Hormonal contraceptives, when used correctly, are among the most dependable methods available. Beyond this, they provide a range of other benefits: They are woman-controlled, are easily reversible when a woman decides she wishes to become pregnant, and protect women against diseases such as ovarian cancer. They (especially Depo-provera) also offer women the possibility of concealing the fact that they are using contraception from others in their community – something which can be very important to women in places where family planning is frowned upon.

All in all, hormonal contraceptives offer a range of very important benefits to women around the world. Even if a hormonal contraceptive/HIV link is ultimately established, any risks from hormonal contraception must be weighed against these benefits – a process that will yield different conclusions for different populations and different women, as we saw above.

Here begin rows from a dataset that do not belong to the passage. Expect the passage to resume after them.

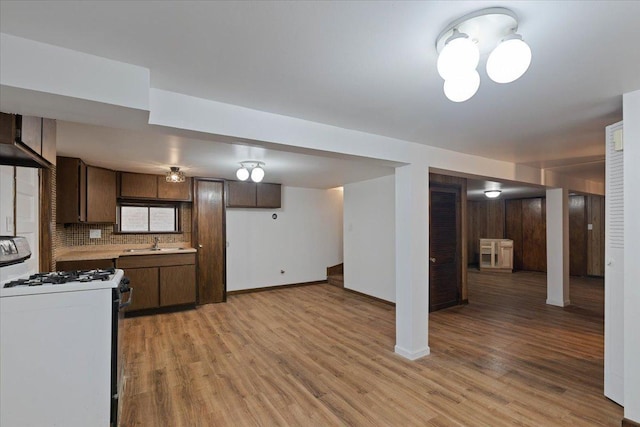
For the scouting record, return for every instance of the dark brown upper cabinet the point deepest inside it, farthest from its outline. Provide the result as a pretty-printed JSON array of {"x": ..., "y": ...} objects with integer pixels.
[
  {"x": 153, "y": 187},
  {"x": 253, "y": 195},
  {"x": 84, "y": 194},
  {"x": 27, "y": 141}
]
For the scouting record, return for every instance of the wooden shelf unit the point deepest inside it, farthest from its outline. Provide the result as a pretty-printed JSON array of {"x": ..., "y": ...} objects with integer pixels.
[{"x": 496, "y": 255}]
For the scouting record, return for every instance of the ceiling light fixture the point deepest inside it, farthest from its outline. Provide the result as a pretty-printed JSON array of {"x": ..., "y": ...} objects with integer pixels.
[
  {"x": 490, "y": 31},
  {"x": 256, "y": 173},
  {"x": 174, "y": 175}
]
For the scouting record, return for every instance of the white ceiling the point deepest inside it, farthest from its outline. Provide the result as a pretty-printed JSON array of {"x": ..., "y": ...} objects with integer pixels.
[{"x": 368, "y": 66}]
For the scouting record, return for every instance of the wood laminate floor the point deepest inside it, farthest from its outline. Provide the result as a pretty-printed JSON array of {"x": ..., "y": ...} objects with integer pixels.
[{"x": 321, "y": 356}]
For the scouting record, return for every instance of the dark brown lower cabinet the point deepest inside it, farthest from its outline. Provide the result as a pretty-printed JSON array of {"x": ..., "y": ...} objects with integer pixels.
[
  {"x": 160, "y": 280},
  {"x": 144, "y": 282},
  {"x": 209, "y": 238},
  {"x": 177, "y": 285}
]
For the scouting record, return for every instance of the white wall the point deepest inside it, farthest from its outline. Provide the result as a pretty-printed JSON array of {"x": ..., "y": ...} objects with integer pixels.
[
  {"x": 369, "y": 237},
  {"x": 631, "y": 118},
  {"x": 304, "y": 240}
]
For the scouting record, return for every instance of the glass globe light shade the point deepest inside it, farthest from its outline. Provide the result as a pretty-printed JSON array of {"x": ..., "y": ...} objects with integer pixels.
[
  {"x": 242, "y": 174},
  {"x": 257, "y": 174},
  {"x": 459, "y": 56},
  {"x": 509, "y": 60},
  {"x": 463, "y": 87}
]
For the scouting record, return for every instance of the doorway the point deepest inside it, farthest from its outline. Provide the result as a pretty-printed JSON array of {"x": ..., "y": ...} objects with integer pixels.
[{"x": 445, "y": 268}]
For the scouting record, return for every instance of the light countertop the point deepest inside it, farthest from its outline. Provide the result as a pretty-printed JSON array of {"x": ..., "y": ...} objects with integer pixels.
[{"x": 83, "y": 253}]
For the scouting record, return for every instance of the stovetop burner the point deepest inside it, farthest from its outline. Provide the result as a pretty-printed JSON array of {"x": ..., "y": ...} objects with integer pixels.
[{"x": 60, "y": 277}]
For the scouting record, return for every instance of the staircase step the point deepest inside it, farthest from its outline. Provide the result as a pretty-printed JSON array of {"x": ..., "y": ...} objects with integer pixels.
[{"x": 336, "y": 280}]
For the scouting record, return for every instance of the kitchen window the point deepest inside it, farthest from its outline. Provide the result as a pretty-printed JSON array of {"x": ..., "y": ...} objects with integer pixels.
[{"x": 148, "y": 218}]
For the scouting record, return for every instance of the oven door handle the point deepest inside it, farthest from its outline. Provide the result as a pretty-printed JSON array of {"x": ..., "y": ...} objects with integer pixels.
[{"x": 129, "y": 300}]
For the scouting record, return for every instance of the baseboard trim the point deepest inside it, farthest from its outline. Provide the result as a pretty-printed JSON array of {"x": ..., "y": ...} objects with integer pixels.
[
  {"x": 412, "y": 355},
  {"x": 384, "y": 301},
  {"x": 559, "y": 303},
  {"x": 274, "y": 287}
]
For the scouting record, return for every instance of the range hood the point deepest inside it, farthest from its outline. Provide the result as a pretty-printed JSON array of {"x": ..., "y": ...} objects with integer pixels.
[
  {"x": 13, "y": 151},
  {"x": 18, "y": 154}
]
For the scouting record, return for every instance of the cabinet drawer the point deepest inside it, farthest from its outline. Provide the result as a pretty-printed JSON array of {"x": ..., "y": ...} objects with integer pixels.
[
  {"x": 138, "y": 261},
  {"x": 89, "y": 264}
]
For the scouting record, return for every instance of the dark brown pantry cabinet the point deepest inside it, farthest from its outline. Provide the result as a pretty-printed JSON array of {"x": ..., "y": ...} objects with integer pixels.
[
  {"x": 209, "y": 238},
  {"x": 85, "y": 194}
]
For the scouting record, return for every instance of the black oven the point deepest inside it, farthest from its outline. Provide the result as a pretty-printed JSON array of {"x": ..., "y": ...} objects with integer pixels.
[{"x": 117, "y": 362}]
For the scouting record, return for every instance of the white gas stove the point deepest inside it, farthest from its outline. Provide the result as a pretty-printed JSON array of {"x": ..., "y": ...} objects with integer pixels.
[{"x": 60, "y": 362}]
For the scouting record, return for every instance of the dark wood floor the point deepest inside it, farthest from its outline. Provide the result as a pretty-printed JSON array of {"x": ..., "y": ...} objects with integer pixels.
[{"x": 320, "y": 356}]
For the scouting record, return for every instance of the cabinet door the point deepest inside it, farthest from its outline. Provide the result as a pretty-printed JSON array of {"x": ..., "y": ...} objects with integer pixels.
[
  {"x": 101, "y": 195},
  {"x": 268, "y": 195},
  {"x": 31, "y": 133},
  {"x": 174, "y": 190},
  {"x": 241, "y": 194},
  {"x": 144, "y": 282},
  {"x": 49, "y": 140},
  {"x": 70, "y": 190},
  {"x": 138, "y": 185},
  {"x": 177, "y": 285}
]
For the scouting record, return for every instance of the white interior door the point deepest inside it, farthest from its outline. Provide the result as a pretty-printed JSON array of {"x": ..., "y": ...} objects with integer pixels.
[
  {"x": 614, "y": 271},
  {"x": 27, "y": 214}
]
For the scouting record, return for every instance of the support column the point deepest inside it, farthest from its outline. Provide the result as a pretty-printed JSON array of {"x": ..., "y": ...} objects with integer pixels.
[
  {"x": 412, "y": 254},
  {"x": 558, "y": 247}
]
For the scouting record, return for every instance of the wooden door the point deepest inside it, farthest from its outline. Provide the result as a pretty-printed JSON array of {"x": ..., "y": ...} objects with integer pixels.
[
  {"x": 210, "y": 240},
  {"x": 444, "y": 247}
]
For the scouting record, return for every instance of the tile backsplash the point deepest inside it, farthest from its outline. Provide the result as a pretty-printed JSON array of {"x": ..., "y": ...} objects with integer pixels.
[{"x": 78, "y": 234}]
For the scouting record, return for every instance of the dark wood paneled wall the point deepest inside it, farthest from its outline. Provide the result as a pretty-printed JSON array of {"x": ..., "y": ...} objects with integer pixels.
[
  {"x": 595, "y": 236},
  {"x": 486, "y": 220},
  {"x": 524, "y": 222},
  {"x": 534, "y": 234},
  {"x": 513, "y": 230}
]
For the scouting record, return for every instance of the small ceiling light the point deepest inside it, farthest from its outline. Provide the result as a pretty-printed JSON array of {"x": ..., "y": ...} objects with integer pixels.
[
  {"x": 462, "y": 87},
  {"x": 464, "y": 40},
  {"x": 174, "y": 175},
  {"x": 256, "y": 173},
  {"x": 243, "y": 173},
  {"x": 460, "y": 55},
  {"x": 509, "y": 60}
]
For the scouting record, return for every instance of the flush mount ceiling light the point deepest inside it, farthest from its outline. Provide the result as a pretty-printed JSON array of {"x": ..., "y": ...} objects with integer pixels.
[
  {"x": 256, "y": 174},
  {"x": 489, "y": 31},
  {"x": 174, "y": 175}
]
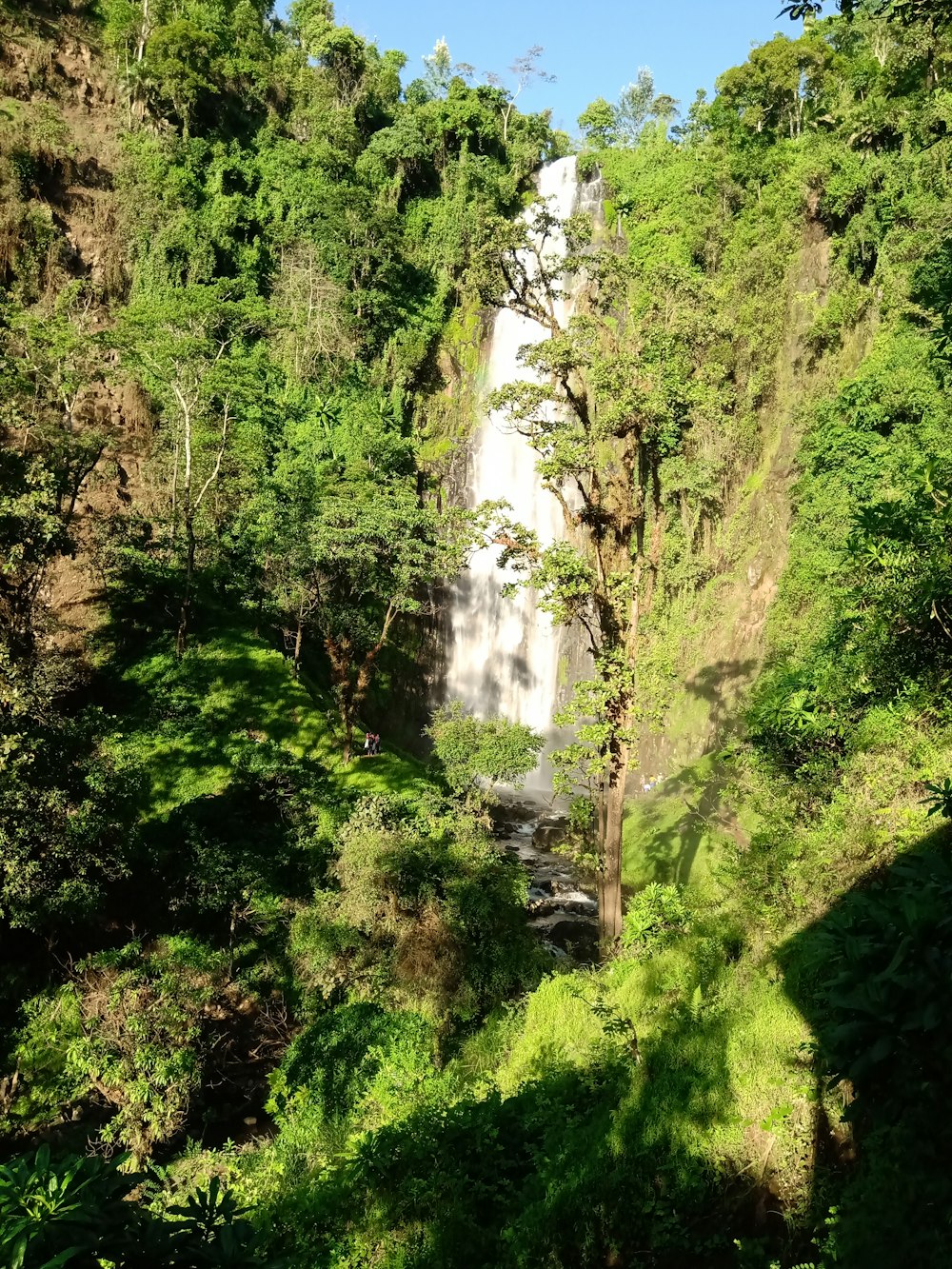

iv) Finally, it is important to keep any possible contribution of hormonal contraception to increased HIV risk in context. No matter what the findings ultimately are, it is important to remember that hormonal contraceptives do not and cannot cause HIV infection. HIV infection is caused by the HIV virus; other factors (possibly including hormonal contraceptive use) can increase or mitigate the risk, but they do not, in themselves, cause infection. And there are many, many factors – number of sexual partners (especially concurrent sexual partners); behavior of these partners; use of injecting drugs; use or nonuse of condoms during sex; type of sexual activity – that have a stronger effect on increasing or mitigating risk than hormonal contraceptives are likely to have under even a worst-case scenario. Furthermore, a woman who is at risk of contracting or spreading HIV when using hormonal contraception will also be at risk of contracting or spreading the virus if she stops using it. In focusing on the possibility that hormonal contraceptives might increase a woman’s HIV risk, we must be careful to remember that it is the whole complex of behaviors and situations facing a woman that determines her risk. Concentrating on ameliorating this entire complex, rather than on demonizing any one element in it, is the proper task for our anti-HIV efforts.